Top five folds: Dumoulin joins list of grand tour implosions
MADRID (VN) — It’s not the Hollywood ending Tom Dumoulin (Giant-Alpecin) was hoping for.
Dumoulin’s dream-like run across the Vuelta a España ended bitterly when he was gunned by Astana, dropping from first to sixth, out of the red jersey and off the final podium.
No Dutch rider has won a grand tour since 1980, and none have finished on a grand tour podium since 1990, but Dumoulin will now join the ranks of historic grand tour implosions.
For every winner in cycling, there is a peloton full of losers. Some take it harder than others. Joaquim Rodríguez (Katusha), who managed to finish second in this Vuelta, has a career full of grand tour close calls and late-race collapses. Laurent Fignon is forever remembered not for the two editions of the Tour de France he won, but for the 1989 Tour he lost by eight seconds on the final stage.
Of course, there are two sides to every story. For each implosion, there is another story of great tactics, daring riding, and excellent teamwork to deliver victory. Here are just a few of the top implosions in cycling history:
5. Cadel Evans — 2002 Giro d’Italia
In his grand tour debut, former mountain biker Cadel Evans found himself the unlikely pink jersey holder late in the 2002 Giro, taking the maglia rosa in Corvara on the 16th stage. Italian journalists were enraged when Evans admitted he didn’t know who Fausto Coppi was, but Evans’ time in pink was short-lived. The very next stage, the Italians threw everything at Evans, with the cagey Paolo Savoldelli attacking from far in the final major mountain stage at Folgaria to upend the upstart Australian. Evans tumbled out of the top 10, eventually finishing 14th overall. Evans would later become the first Australian to win the Tour de France in 2011.
4. Pierre Brambilla — 1947 Tour de France
These days, the final stage of the Tour is a gentleman’s sprint along the Champs-Élysées, but in the first Tour after World War II, the final stage into Paris was a real dogfight. Pierre Brambilla started with a promising 53-second lead, but French rider Jean Robic, who started the stage third at 2:58 back, uncorked a long-range attack with another rider, taking back 13 minutes to win the Tour on the final day. Long before race radios, Brambilla lost sight of Robic and lost the Tour. Robic, a diminutive climber who raced from 1943 to 1961, would never win the Tour again, though he did win the world title in 1950. Brambilla would never lead the Tour again, and became the first rider in Tour history to lose the yellow jersey on the last stage.
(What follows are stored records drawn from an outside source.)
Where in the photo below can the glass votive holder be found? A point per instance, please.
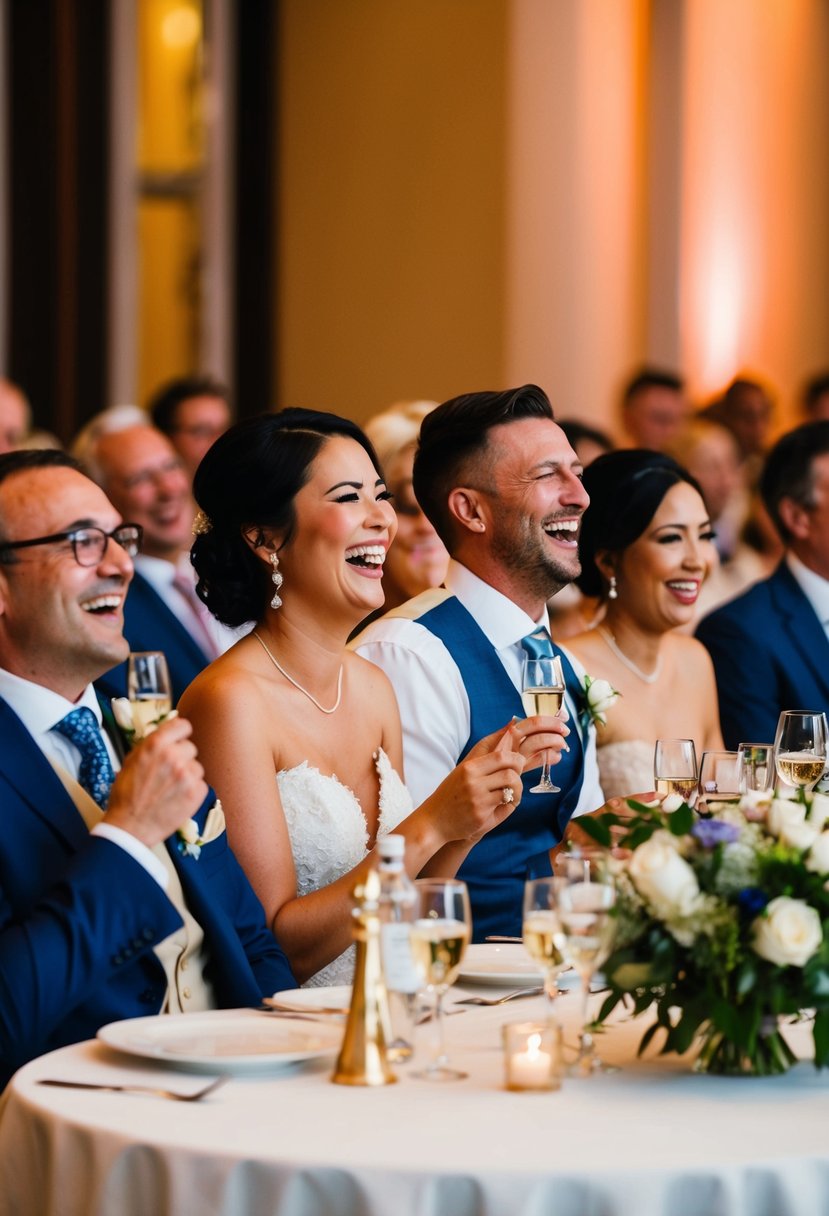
(533, 1056)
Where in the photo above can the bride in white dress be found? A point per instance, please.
(646, 549)
(293, 528)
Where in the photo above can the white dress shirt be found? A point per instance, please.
(40, 710)
(434, 705)
(815, 587)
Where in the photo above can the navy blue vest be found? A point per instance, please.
(517, 849)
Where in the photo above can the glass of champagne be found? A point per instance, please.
(148, 688)
(718, 781)
(800, 748)
(756, 766)
(440, 934)
(542, 682)
(541, 932)
(585, 899)
(675, 769)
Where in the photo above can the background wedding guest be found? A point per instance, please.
(654, 409)
(101, 916)
(299, 735)
(144, 478)
(770, 646)
(192, 411)
(646, 549)
(502, 488)
(417, 558)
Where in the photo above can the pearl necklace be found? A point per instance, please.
(297, 685)
(648, 677)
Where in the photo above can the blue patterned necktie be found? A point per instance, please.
(539, 645)
(96, 773)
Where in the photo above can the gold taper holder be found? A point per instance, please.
(362, 1058)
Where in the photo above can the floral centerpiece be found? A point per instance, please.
(722, 927)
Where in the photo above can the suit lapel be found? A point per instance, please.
(802, 628)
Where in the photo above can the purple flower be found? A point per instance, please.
(714, 832)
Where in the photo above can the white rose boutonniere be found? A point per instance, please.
(598, 697)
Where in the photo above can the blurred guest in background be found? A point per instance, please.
(144, 478)
(654, 409)
(646, 550)
(192, 411)
(771, 646)
(417, 559)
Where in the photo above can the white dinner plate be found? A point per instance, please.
(508, 966)
(223, 1040)
(337, 997)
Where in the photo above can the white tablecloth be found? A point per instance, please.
(653, 1140)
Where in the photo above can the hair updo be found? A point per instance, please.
(249, 478)
(626, 489)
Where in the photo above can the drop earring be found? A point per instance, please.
(276, 579)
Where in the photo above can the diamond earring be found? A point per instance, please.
(276, 579)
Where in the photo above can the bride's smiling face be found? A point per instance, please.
(344, 527)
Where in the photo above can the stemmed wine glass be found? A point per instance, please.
(585, 899)
(800, 748)
(542, 682)
(148, 688)
(440, 934)
(675, 769)
(541, 932)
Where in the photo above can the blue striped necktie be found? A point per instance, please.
(96, 773)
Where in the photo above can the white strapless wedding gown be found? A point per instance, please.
(330, 836)
(626, 767)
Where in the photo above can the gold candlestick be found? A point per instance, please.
(362, 1058)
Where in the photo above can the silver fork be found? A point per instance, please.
(139, 1088)
(501, 1000)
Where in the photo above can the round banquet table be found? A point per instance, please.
(650, 1140)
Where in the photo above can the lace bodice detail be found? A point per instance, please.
(330, 834)
(626, 767)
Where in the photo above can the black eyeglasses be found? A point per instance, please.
(88, 544)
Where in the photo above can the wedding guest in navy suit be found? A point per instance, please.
(771, 645)
(105, 913)
(144, 478)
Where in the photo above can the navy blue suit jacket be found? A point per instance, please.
(150, 625)
(79, 917)
(770, 653)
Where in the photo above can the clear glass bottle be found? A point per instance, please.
(396, 912)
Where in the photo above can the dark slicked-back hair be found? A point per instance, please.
(251, 478)
(789, 472)
(455, 434)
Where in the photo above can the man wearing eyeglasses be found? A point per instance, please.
(102, 915)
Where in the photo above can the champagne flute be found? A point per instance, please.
(718, 781)
(800, 748)
(148, 688)
(756, 766)
(675, 769)
(542, 682)
(541, 932)
(440, 934)
(585, 899)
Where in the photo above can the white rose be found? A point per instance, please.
(122, 711)
(663, 877)
(818, 855)
(601, 696)
(788, 934)
(783, 812)
(819, 810)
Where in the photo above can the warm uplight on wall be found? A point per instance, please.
(181, 27)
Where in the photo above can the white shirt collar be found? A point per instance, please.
(39, 708)
(815, 587)
(502, 621)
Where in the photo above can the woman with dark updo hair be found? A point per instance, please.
(646, 547)
(299, 736)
3. Joaquim Rodriguez — 2012 Vuelta a Espana
After a career of close calls, it finally looked like the stars were aligning for Joaquim Rodríguez during the 2012 Vuelta a España. Second to Ryder Hesjedal by just 16 seconds at the Giro d’Italia earlier that season, Rodríguez was on the form his life, carrying the red leader’s jersey into the second rest day. With just one major mountaintop finale at Bola del Mundo waiting on the penultimate stage, no one was expecting much in the transition stage to Fuente Dé the next morning, with a second-category finale at Fuente Dé. Arch-rival Alberto Contador saw Rodríguez struggling early in the stage, however, and his Saxo Bank team soon set a trap, sending riders up the road with Contador uncorking a long-distance attack. Rodríguez tumbled to third and Contador won. Rodríguez would fold yet again in the 2015 Vuelta, but rebounded to finish second behind Fabio Aru, yet he’s never won a grand tour.
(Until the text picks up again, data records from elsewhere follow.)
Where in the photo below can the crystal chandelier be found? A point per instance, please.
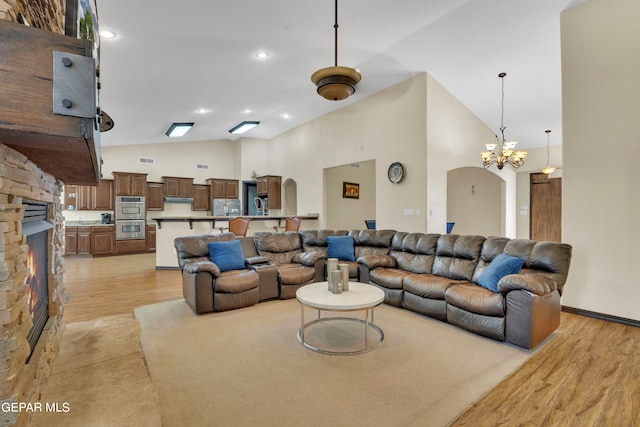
(336, 83)
(548, 169)
(503, 152)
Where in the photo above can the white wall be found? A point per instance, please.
(455, 138)
(601, 106)
(475, 202)
(344, 213)
(388, 126)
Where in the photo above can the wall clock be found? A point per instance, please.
(396, 172)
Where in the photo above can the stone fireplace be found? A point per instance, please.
(20, 382)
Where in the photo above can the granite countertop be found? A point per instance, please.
(85, 224)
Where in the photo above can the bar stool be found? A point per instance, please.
(237, 226)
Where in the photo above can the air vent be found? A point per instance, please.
(146, 160)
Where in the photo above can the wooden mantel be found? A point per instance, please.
(64, 146)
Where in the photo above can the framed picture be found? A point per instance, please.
(350, 190)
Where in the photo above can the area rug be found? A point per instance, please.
(246, 368)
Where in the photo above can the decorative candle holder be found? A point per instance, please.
(332, 264)
(336, 276)
(344, 270)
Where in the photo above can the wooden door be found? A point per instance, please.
(546, 208)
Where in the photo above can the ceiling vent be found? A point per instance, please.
(146, 160)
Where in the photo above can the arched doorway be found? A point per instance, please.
(476, 202)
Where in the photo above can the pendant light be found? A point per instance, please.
(336, 83)
(548, 169)
(505, 153)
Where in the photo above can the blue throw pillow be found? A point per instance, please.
(227, 255)
(501, 266)
(340, 247)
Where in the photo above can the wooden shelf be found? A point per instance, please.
(64, 146)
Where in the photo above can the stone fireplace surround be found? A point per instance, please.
(19, 382)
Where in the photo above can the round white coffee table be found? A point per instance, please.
(360, 296)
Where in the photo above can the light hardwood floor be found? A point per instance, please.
(587, 374)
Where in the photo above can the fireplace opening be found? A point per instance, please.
(35, 227)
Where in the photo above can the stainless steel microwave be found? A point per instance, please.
(129, 229)
(130, 207)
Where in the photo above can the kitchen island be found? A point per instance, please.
(170, 227)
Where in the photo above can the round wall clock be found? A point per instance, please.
(395, 172)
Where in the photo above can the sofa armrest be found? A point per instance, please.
(535, 283)
(308, 258)
(375, 261)
(202, 266)
(255, 260)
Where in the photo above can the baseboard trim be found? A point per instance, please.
(601, 316)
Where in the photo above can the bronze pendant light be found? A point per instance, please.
(336, 83)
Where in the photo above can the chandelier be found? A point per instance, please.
(548, 169)
(503, 152)
(336, 83)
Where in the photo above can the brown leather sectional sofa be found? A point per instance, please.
(432, 274)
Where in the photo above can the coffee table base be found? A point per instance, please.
(368, 327)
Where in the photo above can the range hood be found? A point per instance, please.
(178, 199)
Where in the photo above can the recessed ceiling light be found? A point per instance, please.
(178, 129)
(107, 34)
(243, 127)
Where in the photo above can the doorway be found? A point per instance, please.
(249, 191)
(546, 208)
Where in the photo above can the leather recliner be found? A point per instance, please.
(204, 286)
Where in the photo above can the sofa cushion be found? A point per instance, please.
(501, 266)
(227, 255)
(340, 247)
(475, 299)
(428, 285)
(295, 274)
(390, 278)
(236, 281)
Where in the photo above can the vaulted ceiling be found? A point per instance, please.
(195, 60)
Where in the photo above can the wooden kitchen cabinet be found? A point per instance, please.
(177, 186)
(129, 184)
(201, 197)
(151, 238)
(269, 186)
(102, 196)
(71, 240)
(84, 241)
(103, 240)
(224, 188)
(71, 197)
(85, 198)
(155, 196)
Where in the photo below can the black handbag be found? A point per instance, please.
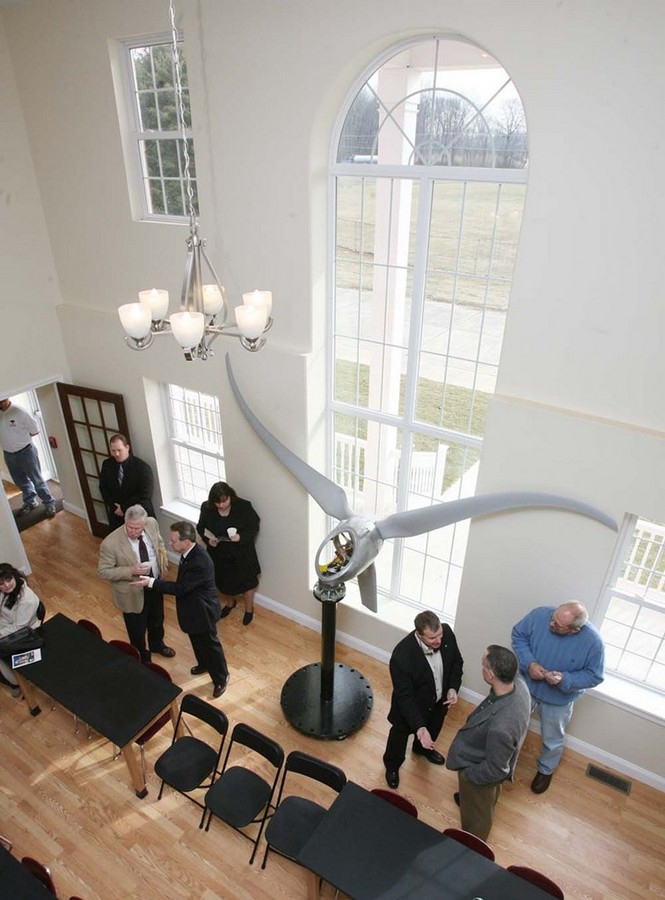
(25, 638)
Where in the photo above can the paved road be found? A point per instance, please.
(471, 328)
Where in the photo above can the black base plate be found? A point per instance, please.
(349, 708)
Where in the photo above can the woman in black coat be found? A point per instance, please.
(228, 527)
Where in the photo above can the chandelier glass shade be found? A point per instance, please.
(205, 311)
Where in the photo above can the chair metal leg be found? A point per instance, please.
(142, 763)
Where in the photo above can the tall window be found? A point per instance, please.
(429, 184)
(633, 610)
(196, 442)
(155, 132)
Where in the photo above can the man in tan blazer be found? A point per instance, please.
(137, 549)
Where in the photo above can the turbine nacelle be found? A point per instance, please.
(347, 551)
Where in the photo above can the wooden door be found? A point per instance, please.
(92, 418)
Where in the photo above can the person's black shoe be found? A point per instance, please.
(392, 778)
(219, 689)
(540, 783)
(432, 755)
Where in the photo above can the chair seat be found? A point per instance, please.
(186, 763)
(238, 796)
(292, 825)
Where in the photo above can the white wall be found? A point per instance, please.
(579, 409)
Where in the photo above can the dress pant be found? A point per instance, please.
(399, 735)
(553, 721)
(150, 619)
(209, 654)
(477, 802)
(26, 474)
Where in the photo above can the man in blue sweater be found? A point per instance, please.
(561, 654)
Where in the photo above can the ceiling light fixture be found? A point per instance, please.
(204, 307)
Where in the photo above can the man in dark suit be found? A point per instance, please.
(124, 481)
(197, 604)
(426, 672)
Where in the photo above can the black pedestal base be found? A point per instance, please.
(349, 708)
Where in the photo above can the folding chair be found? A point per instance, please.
(160, 723)
(41, 872)
(126, 647)
(542, 881)
(471, 841)
(240, 796)
(190, 761)
(397, 800)
(295, 817)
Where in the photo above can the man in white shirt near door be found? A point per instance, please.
(17, 429)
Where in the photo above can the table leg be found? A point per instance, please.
(138, 782)
(313, 886)
(29, 694)
(174, 719)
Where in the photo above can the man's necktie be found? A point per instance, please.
(144, 556)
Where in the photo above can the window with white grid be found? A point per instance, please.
(157, 146)
(428, 184)
(632, 619)
(196, 442)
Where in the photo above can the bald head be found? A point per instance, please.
(569, 618)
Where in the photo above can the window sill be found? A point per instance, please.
(179, 510)
(645, 703)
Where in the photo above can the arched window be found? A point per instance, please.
(429, 180)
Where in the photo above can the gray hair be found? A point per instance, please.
(135, 512)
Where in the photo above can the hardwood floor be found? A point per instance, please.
(67, 803)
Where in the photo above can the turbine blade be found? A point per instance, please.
(330, 496)
(367, 585)
(418, 521)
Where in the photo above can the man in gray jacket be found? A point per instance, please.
(133, 550)
(484, 751)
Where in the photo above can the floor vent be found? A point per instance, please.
(619, 784)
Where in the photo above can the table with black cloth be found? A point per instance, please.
(117, 696)
(370, 849)
(17, 882)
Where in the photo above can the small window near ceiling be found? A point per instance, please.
(633, 619)
(155, 149)
(196, 442)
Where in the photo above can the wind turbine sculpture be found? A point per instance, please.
(327, 700)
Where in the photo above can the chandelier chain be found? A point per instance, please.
(181, 113)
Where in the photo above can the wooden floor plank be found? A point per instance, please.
(66, 802)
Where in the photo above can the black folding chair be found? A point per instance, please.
(190, 761)
(241, 796)
(295, 817)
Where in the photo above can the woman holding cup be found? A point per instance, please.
(228, 526)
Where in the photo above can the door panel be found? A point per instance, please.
(92, 417)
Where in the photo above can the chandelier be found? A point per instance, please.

2. Jan Ullrich — 1998 Tour de France
After barnstorming to victory in the 1997 Tour, everyone expected Jan Ullrich to be cycling’s next five-time Tour winner. He took a promising lead in the stage 7 time trial, but Italian climber Marco Pantani blew the race apart with a long-distance attack through rain and cold over the Col du Galibier. Ullrich was isolated early and eventually lost nearly nine minutes. Ullrich would bounce back to win two more stages before finishing second behind Pantani. That year’s Tour was tarnished by the Festina scandal, and neither Ullrich nor Pantani would win another Tour.
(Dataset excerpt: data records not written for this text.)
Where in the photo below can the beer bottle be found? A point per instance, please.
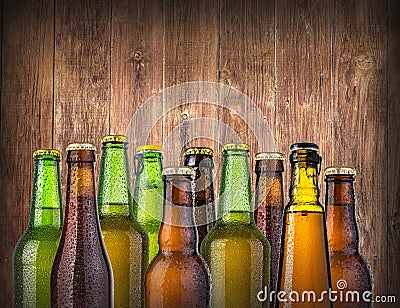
(304, 268)
(269, 205)
(81, 275)
(35, 250)
(201, 160)
(236, 251)
(349, 270)
(149, 192)
(178, 275)
(125, 240)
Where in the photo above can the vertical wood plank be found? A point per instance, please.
(303, 72)
(190, 54)
(360, 131)
(247, 63)
(136, 64)
(26, 121)
(393, 158)
(82, 72)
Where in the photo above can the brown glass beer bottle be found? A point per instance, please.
(351, 276)
(178, 276)
(269, 205)
(201, 160)
(304, 275)
(81, 275)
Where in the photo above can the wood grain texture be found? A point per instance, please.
(303, 73)
(360, 110)
(247, 63)
(393, 161)
(320, 71)
(190, 55)
(26, 121)
(136, 64)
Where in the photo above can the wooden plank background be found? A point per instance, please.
(320, 71)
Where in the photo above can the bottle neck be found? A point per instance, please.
(46, 208)
(304, 182)
(80, 182)
(114, 194)
(269, 184)
(177, 231)
(340, 214)
(235, 193)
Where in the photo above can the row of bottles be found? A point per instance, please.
(101, 253)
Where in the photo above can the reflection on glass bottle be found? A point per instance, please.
(304, 265)
(35, 250)
(349, 270)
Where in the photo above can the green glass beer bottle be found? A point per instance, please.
(125, 240)
(35, 251)
(149, 192)
(236, 251)
(304, 265)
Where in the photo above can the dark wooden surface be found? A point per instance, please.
(320, 71)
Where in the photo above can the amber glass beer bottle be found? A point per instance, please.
(35, 250)
(81, 275)
(269, 205)
(126, 241)
(178, 275)
(304, 268)
(201, 160)
(349, 270)
(149, 192)
(236, 251)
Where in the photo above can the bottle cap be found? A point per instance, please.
(179, 171)
(236, 146)
(269, 155)
(52, 152)
(304, 146)
(199, 150)
(149, 147)
(114, 138)
(340, 170)
(80, 146)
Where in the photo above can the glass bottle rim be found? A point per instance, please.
(114, 138)
(179, 171)
(269, 156)
(80, 146)
(199, 150)
(52, 152)
(339, 170)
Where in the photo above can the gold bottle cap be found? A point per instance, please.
(149, 147)
(199, 150)
(52, 152)
(340, 170)
(269, 155)
(236, 146)
(114, 138)
(80, 146)
(304, 146)
(179, 171)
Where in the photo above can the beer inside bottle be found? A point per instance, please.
(201, 160)
(125, 240)
(149, 192)
(81, 275)
(349, 270)
(236, 251)
(269, 205)
(35, 250)
(304, 268)
(178, 276)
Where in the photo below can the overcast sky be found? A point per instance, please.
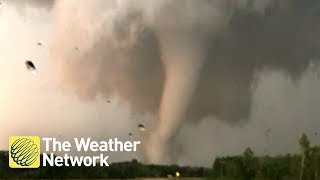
(281, 107)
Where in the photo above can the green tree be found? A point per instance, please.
(250, 164)
(304, 144)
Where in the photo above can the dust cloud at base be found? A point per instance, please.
(258, 71)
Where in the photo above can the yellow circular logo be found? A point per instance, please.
(24, 151)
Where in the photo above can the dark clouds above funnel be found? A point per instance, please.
(123, 55)
(48, 4)
(283, 38)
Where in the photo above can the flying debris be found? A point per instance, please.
(141, 127)
(31, 67)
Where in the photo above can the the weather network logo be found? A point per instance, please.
(24, 151)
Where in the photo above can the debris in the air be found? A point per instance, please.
(141, 127)
(31, 67)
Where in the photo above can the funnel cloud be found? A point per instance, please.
(186, 62)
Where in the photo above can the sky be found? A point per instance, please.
(60, 101)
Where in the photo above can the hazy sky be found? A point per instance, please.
(37, 105)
1. Laurent Fignon — 1989 Tour de France
In perhaps cycling’s most famous collapse, Laurent Fignon lost the Tour in a closing-day time trial in Paris to Greg LeMond. A winner of two Tours early in his career, Fignon had bounced back from knee injuries to win the Giro earlier in the season, and carried what appeared to be an insurmountable lead of 50 seconds in the final-day 24.5km time trial. LeMond, using aerodynamic triathlon bar extenders, took 58 seconds on Fignon to win the Tour by just eight seconds in one of the most famous cycling exploits ever. Fignon was haunted by that Tour defeat, and would never win another grand tour. Once asked if he was the man who lost the Tour by eight seconds, Fignon famously replied, “No, I am the man who won two Tours.” Fignon died of cancer in 2010.